Fourteen humanitarian agencies (1 UN agency, 6 INGOs and 7 local NGOs) took part in this two day assessment: UNHCR, Norwegian Refugee Council (NRC) Save the Children (SCI), Mercy Corps, Danish Refugee Council (DRC), INTERSOS, CARE, HINNA, SOHDA, OSPAD, ZAMZAM,
SSWC, DBG and CPD. The sample frame covered evicted populations residing between K11-K20, and the sample taken included 346HH surveys, 6 key informant interviews and 39 focus groups. The assessment covered eviction-process related information as well as information on the current humanitarian protection situation of forcibly evicted IDPs. The following are key findings:

  • 35% reported having been exposed to violence that was used to enforce the evictions. Among them, 9% sustained injuries during the eviction process. Intimidation and threats were also used during the eviction, predominantly by those manning the bull dozers used in the process.
    Also, 37% of the respondents reported the destruction of their personal belongings during the eviction.

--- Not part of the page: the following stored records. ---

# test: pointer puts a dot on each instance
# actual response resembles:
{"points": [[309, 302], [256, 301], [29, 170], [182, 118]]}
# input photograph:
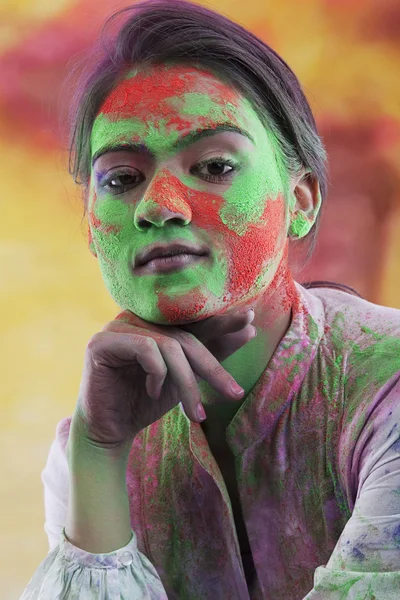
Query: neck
{"points": [[273, 312]]}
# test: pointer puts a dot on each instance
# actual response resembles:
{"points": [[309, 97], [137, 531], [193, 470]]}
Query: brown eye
{"points": [[215, 168]]}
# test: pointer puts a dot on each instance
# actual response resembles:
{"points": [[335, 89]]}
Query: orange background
{"points": [[346, 54]]}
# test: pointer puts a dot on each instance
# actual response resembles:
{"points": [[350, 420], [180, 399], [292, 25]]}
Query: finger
{"points": [[182, 375], [219, 325], [204, 364], [127, 347]]}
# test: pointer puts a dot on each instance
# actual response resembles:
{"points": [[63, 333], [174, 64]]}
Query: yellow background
{"points": [[346, 55]]}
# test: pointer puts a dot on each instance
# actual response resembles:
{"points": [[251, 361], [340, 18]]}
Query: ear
{"points": [[305, 205], [90, 243]]}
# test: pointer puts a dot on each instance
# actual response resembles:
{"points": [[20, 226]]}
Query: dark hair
{"points": [[160, 31]]}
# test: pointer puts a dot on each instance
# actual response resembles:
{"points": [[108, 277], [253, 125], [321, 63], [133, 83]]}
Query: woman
{"points": [[289, 488]]}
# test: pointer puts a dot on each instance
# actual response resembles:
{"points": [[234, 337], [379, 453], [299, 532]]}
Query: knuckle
{"points": [[171, 345], [218, 371], [188, 339], [94, 341]]}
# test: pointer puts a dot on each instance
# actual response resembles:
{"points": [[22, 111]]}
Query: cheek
{"points": [[257, 249], [247, 254]]}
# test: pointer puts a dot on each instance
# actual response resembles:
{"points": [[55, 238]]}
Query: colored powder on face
{"points": [[245, 221]]}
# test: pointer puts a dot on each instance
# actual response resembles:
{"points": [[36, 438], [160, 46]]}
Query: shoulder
{"points": [[364, 334]]}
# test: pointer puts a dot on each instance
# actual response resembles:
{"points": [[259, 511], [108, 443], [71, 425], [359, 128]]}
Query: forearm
{"points": [[98, 518]]}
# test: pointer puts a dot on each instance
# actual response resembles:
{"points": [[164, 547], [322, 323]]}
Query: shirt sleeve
{"points": [[365, 564], [70, 572]]}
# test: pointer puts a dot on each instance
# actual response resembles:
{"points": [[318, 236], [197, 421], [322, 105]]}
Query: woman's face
{"points": [[159, 190]]}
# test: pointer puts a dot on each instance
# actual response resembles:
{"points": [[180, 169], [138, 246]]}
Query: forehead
{"points": [[160, 103], [162, 89]]}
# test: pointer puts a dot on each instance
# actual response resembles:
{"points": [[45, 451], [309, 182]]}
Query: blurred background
{"points": [[346, 54]]}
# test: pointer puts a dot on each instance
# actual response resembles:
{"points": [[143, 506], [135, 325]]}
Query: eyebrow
{"points": [[180, 144]]}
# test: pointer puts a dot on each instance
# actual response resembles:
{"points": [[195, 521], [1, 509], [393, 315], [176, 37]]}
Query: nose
{"points": [[165, 199]]}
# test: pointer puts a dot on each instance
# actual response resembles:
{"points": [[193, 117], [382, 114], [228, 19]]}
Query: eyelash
{"points": [[227, 162]]}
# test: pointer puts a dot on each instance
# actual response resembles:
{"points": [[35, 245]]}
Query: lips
{"points": [[158, 250]]}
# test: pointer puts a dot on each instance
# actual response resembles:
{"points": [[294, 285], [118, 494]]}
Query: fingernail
{"points": [[236, 389], [201, 415]]}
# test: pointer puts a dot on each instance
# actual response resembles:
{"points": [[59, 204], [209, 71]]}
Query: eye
{"points": [[216, 164], [121, 181]]}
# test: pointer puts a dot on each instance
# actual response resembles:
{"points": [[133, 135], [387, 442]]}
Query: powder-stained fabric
{"points": [[317, 455]]}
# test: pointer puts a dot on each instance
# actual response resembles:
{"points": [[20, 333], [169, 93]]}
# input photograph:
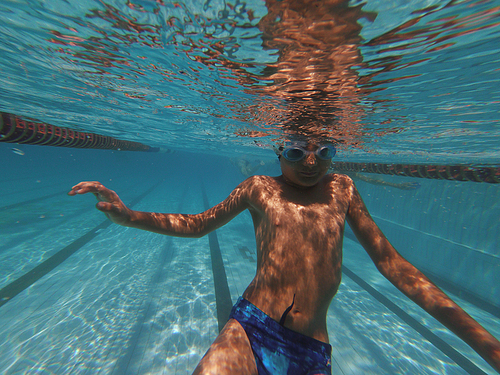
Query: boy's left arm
{"points": [[416, 285]]}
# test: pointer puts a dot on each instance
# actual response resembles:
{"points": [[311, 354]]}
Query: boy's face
{"points": [[308, 171]]}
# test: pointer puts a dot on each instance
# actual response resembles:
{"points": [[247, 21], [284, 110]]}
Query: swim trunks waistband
{"points": [[278, 349]]}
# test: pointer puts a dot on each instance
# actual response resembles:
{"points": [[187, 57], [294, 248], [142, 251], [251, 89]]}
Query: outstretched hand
{"points": [[109, 202]]}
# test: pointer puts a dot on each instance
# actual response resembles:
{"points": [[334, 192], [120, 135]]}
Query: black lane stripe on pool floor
{"points": [[439, 343], [222, 295], [17, 286]]}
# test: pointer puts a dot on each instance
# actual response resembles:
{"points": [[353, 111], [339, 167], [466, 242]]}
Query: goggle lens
{"points": [[296, 153]]}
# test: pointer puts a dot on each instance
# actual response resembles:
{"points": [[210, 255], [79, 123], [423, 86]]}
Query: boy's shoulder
{"points": [[339, 178]]}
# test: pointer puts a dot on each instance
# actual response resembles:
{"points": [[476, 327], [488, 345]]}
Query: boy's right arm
{"points": [[179, 225]]}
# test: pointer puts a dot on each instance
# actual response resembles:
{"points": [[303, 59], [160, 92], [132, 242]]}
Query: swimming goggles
{"points": [[297, 153]]}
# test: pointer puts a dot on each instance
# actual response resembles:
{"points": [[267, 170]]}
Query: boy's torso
{"points": [[299, 249]]}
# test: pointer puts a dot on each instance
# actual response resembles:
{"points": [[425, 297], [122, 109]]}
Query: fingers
{"points": [[99, 190], [86, 187]]}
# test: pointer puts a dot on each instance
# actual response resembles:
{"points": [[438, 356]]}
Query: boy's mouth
{"points": [[308, 173]]}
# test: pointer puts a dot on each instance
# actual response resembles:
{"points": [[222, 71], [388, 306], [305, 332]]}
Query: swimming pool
{"points": [[196, 79]]}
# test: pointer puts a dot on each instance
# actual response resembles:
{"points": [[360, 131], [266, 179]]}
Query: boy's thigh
{"points": [[230, 353]]}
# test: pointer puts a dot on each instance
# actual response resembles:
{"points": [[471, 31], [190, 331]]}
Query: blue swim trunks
{"points": [[279, 350]]}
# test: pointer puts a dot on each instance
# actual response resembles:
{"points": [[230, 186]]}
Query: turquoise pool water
{"points": [[420, 85]]}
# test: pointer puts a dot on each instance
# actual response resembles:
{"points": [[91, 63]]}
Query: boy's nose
{"points": [[310, 158]]}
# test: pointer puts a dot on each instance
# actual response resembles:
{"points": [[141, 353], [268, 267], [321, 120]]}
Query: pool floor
{"points": [[133, 302]]}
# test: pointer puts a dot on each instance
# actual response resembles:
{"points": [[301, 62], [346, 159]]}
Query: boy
{"points": [[279, 326]]}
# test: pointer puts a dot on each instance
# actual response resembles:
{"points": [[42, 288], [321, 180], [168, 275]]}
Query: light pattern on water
{"points": [[393, 81]]}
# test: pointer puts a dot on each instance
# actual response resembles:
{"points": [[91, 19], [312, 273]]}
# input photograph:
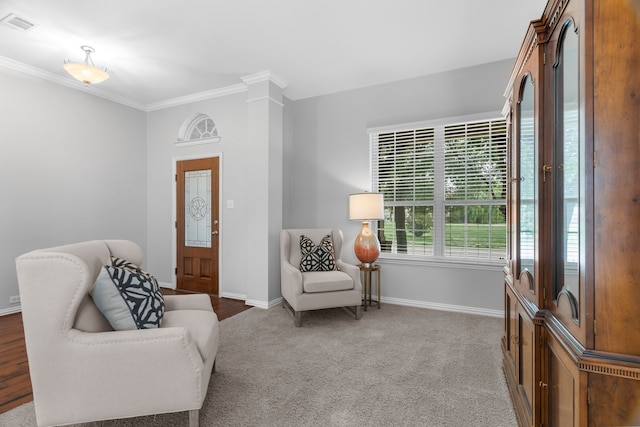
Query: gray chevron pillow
{"points": [[128, 297], [317, 258]]}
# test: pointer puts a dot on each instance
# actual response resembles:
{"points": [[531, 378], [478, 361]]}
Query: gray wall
{"points": [[77, 167], [328, 158], [72, 168]]}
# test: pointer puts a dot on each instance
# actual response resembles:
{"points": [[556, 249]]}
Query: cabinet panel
{"points": [[568, 162], [614, 401], [510, 337], [526, 180], [562, 387], [525, 361]]}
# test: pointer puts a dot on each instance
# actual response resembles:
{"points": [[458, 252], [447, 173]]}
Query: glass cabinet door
{"points": [[528, 192], [568, 182]]}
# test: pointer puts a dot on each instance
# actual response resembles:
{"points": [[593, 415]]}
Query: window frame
{"points": [[439, 223]]}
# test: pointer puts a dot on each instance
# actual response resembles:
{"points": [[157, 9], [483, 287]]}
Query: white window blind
{"points": [[444, 188]]}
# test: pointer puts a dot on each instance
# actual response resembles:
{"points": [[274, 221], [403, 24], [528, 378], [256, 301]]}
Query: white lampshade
{"points": [[86, 73], [366, 206]]}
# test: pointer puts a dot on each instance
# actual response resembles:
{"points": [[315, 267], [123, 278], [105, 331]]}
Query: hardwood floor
{"points": [[15, 384]]}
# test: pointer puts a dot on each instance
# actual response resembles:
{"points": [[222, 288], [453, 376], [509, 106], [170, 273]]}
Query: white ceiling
{"points": [[159, 50]]}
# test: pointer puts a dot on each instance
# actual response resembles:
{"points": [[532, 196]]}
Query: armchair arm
{"points": [[117, 365], [290, 279]]}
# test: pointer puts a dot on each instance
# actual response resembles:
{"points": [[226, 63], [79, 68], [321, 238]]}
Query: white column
{"points": [[264, 187]]}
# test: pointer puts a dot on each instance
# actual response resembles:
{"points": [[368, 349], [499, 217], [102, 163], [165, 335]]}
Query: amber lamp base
{"points": [[367, 245]]}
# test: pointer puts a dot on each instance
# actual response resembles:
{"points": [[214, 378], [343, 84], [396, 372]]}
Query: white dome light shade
{"points": [[86, 72]]}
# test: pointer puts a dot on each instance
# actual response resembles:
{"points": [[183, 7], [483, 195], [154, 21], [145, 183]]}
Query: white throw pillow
{"points": [[128, 297]]}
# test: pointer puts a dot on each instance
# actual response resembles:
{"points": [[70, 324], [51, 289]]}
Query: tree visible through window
{"points": [[444, 188]]}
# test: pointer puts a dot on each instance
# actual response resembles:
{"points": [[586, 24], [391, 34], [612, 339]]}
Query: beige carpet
{"points": [[397, 366]]}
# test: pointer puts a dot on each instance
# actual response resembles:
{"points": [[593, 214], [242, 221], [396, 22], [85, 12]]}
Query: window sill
{"points": [[441, 262]]}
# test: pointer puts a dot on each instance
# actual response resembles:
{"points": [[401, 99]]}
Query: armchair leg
{"points": [[298, 318], [194, 418]]}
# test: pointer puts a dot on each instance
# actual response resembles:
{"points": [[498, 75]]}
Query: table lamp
{"points": [[366, 207]]}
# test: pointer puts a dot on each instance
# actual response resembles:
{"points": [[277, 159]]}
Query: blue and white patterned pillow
{"points": [[128, 297], [317, 258]]}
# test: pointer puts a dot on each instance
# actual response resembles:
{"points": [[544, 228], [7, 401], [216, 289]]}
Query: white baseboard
{"points": [[10, 310], [443, 307], [231, 295], [386, 300], [166, 285]]}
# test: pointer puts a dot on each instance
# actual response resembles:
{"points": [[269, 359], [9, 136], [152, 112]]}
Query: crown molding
{"points": [[265, 75], [201, 96], [10, 64]]}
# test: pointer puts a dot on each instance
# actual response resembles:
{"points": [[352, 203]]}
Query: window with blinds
{"points": [[444, 188]]}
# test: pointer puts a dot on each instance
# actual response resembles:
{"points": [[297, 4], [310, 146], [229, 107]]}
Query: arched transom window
{"points": [[198, 128]]}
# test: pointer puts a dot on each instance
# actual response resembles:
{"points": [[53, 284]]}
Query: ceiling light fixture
{"points": [[86, 72]]}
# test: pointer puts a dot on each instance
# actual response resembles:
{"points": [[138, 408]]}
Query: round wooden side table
{"points": [[367, 272]]}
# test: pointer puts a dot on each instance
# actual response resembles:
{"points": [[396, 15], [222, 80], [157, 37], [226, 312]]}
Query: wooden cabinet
{"points": [[572, 280]]}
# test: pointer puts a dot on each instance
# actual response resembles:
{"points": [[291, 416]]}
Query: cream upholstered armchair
{"points": [[83, 370], [312, 274]]}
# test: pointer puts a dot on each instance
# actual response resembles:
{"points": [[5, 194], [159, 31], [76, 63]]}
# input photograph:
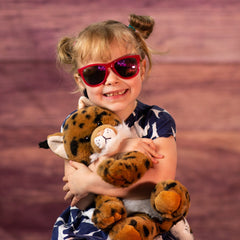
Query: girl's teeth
{"points": [[115, 93]]}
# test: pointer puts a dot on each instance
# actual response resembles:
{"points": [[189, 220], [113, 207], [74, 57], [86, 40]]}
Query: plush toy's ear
{"points": [[84, 102], [55, 143]]}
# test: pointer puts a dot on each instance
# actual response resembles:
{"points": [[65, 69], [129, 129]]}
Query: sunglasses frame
{"points": [[110, 65]]}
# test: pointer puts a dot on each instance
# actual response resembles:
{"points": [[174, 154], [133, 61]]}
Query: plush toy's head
{"points": [[74, 143]]}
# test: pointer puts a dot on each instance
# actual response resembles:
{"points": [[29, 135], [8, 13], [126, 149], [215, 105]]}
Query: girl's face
{"points": [[116, 94]]}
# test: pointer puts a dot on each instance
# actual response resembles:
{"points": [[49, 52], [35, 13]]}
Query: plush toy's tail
{"points": [[43, 144]]}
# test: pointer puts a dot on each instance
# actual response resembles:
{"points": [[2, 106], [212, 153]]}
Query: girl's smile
{"points": [[116, 94]]}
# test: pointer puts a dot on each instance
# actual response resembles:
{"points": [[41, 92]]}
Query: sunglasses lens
{"points": [[94, 75], [127, 67]]}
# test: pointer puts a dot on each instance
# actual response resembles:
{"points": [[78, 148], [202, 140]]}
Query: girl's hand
{"points": [[76, 184], [144, 145]]}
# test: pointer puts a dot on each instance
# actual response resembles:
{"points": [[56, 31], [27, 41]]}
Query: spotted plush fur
{"points": [[78, 128]]}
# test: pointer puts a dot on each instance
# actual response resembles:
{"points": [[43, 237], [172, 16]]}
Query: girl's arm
{"points": [[83, 180]]}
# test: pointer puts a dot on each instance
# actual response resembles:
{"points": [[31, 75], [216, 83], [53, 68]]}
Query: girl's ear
{"points": [[143, 69]]}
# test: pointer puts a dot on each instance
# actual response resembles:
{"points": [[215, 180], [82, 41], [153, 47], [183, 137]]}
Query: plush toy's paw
{"points": [[137, 227], [171, 200], [124, 170], [108, 211]]}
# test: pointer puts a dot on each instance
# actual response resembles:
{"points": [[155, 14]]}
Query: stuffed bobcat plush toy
{"points": [[93, 132]]}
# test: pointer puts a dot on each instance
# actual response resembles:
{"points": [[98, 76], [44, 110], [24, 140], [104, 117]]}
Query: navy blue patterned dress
{"points": [[147, 121]]}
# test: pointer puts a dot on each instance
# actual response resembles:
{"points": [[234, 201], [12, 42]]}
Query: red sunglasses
{"points": [[96, 74]]}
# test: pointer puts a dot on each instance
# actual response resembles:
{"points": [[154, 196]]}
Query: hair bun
{"points": [[143, 24]]}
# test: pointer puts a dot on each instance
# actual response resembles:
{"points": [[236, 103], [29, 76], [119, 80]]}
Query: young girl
{"points": [[109, 61]]}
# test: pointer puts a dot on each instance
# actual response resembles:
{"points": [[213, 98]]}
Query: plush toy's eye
{"points": [[100, 123]]}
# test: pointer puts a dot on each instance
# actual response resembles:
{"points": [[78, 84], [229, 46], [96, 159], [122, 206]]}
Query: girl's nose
{"points": [[112, 78]]}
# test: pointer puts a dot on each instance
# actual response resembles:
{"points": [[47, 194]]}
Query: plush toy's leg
{"points": [[108, 211], [138, 227], [171, 200], [125, 170]]}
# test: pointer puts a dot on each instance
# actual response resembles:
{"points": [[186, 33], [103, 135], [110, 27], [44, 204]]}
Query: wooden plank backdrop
{"points": [[197, 81]]}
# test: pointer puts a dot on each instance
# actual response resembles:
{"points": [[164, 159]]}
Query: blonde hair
{"points": [[95, 40]]}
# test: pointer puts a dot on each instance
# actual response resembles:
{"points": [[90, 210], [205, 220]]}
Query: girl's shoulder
{"points": [[152, 120]]}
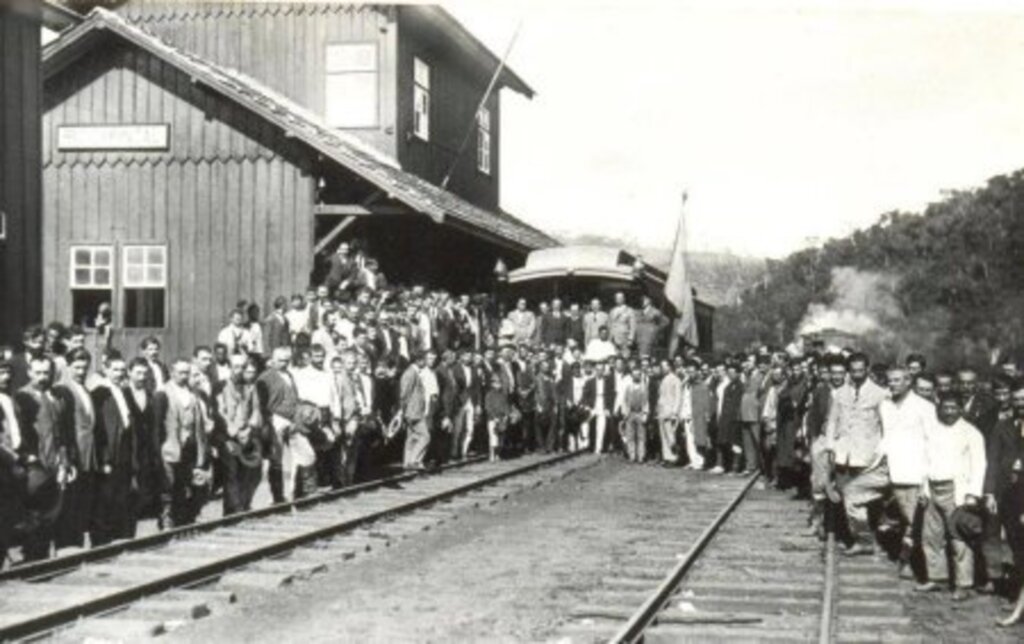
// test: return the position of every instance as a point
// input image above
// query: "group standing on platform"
(338, 384)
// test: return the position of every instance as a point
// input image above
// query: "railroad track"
(143, 587)
(751, 574)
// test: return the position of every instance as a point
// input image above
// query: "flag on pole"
(677, 287)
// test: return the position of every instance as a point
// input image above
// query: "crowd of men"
(338, 384)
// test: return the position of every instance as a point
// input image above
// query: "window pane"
(133, 255)
(421, 73)
(144, 308)
(351, 57)
(133, 275)
(351, 99)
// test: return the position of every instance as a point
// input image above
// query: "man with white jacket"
(898, 466)
(954, 454)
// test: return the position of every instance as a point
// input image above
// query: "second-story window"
(421, 99)
(483, 140)
(351, 90)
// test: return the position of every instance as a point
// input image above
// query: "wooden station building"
(198, 154)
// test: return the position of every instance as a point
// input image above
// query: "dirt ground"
(504, 573)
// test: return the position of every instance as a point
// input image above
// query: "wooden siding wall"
(20, 92)
(283, 45)
(454, 96)
(236, 215)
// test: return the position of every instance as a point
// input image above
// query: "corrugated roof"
(301, 124)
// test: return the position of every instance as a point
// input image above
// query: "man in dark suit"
(275, 331)
(342, 271)
(159, 375)
(118, 457)
(979, 409)
(469, 397)
(555, 326)
(80, 425)
(43, 446)
(142, 421)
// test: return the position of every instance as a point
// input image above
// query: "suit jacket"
(592, 323)
(275, 333)
(554, 329)
(623, 326)
(278, 395)
(80, 425)
(117, 445)
(40, 418)
(750, 409)
(982, 412)
(19, 371)
(702, 409)
(469, 390)
(670, 397)
(728, 421)
(1005, 447)
(576, 330)
(650, 323)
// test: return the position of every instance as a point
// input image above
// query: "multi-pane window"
(483, 140)
(421, 99)
(351, 91)
(91, 282)
(144, 284)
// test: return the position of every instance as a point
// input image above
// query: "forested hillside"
(948, 282)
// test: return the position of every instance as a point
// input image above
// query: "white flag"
(677, 287)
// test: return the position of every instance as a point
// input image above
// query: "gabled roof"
(300, 124)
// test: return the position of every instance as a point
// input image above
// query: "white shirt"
(313, 385)
(904, 426)
(720, 392)
(956, 453)
(599, 350)
(7, 405)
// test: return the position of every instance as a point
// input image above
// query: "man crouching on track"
(181, 420)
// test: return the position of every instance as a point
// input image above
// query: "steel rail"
(41, 569)
(826, 628)
(633, 630)
(120, 597)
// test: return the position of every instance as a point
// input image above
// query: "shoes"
(858, 550)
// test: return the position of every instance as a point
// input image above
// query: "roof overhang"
(299, 124)
(467, 46)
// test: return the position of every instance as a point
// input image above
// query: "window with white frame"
(483, 140)
(91, 282)
(144, 285)
(351, 92)
(421, 99)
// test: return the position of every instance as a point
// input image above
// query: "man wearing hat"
(954, 454)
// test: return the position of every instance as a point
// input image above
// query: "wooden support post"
(335, 231)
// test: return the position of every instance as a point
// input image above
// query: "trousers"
(668, 427)
(937, 533)
(417, 441)
(462, 430)
(635, 435)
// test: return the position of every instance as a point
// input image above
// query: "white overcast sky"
(784, 120)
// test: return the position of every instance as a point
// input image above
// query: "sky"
(785, 122)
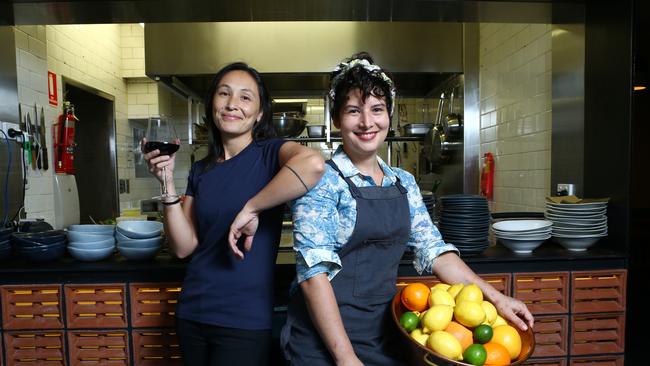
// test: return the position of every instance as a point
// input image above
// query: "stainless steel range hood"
(296, 57)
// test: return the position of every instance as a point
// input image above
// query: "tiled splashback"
(515, 95)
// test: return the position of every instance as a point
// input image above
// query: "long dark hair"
(261, 130)
(368, 82)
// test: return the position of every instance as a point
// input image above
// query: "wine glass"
(161, 135)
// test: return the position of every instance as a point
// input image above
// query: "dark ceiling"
(18, 12)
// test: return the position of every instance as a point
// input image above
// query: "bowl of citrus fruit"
(454, 325)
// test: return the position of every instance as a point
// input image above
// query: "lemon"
(437, 318)
(441, 297)
(490, 311)
(455, 289)
(498, 321)
(442, 286)
(419, 336)
(470, 293)
(508, 337)
(469, 313)
(445, 344)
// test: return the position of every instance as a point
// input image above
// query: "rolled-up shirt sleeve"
(425, 239)
(315, 225)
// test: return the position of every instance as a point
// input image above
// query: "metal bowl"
(420, 354)
(316, 130)
(287, 125)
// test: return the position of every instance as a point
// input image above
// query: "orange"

  • The forced eviction was enforced without adequate notice period. Only 39% of the respondents had received a notice with a period of 2 days.

  • Security of land tenure is an immediate protection need of the evicted IDPs in KM11-KM20 as most of the respondents reported to continue to be at risk of forced evictions due to the lack of land titles or rent agreements to occupy the land despite paying a fee of $3000 per community.

  • 51% of the households were female headed while 49% were male headed. The majority of female-headed HHs had more than three minors under their care, while being the bread winners at the same time. Their disrupted livelihoods increase the vulnerability of the femaleheaded HHs and their children.

  • The evicted households have humanitarian needs for water and sanitation, food, shelter and NFIs, health, nutrition, protection and education requiring a multi-cluster response.

    • 56% of the beneficiaries lacked access to shelter
    • 80% lacked access to water and sanitation, notably access to safe water and latrines. Public defecation was observed during the assessment. Unable to access clean water in their current location, IDPs have to trek long distances to obtain water at a fee of 2 Somali shilling per 20 litre jerry can. Lack of WASH facilities exposes children to protection risks as they are used to obtain the water and places women at risk of sexual and gender based violence in the course of fetching water and the use of improvised sanitation facilities.
    • 71% lacked access to food due to the disruption and consecutive loss of livelihoods due to the forced evictions. Shops, kiosks, vending, small businesses and casual labour were disrupted resulting in increased food prices driven by the limited supply from the disrupted businesses.
    • Nutrition was a concern and 43% of the respondents mentioned that children previously receiving nutritional support at Maslah were unable to access similar services at the new locations due to the lack of a nutrition center at the location.
    • The forced eviction resulted in the loss of access to health facilities, which also impacts on referral mechanisms for protection concerns. 60% of the respondents indicated a lack of access to health services in their new location.
    • Education is not accessible in the new locations. Existing schools are located too far for students to access them.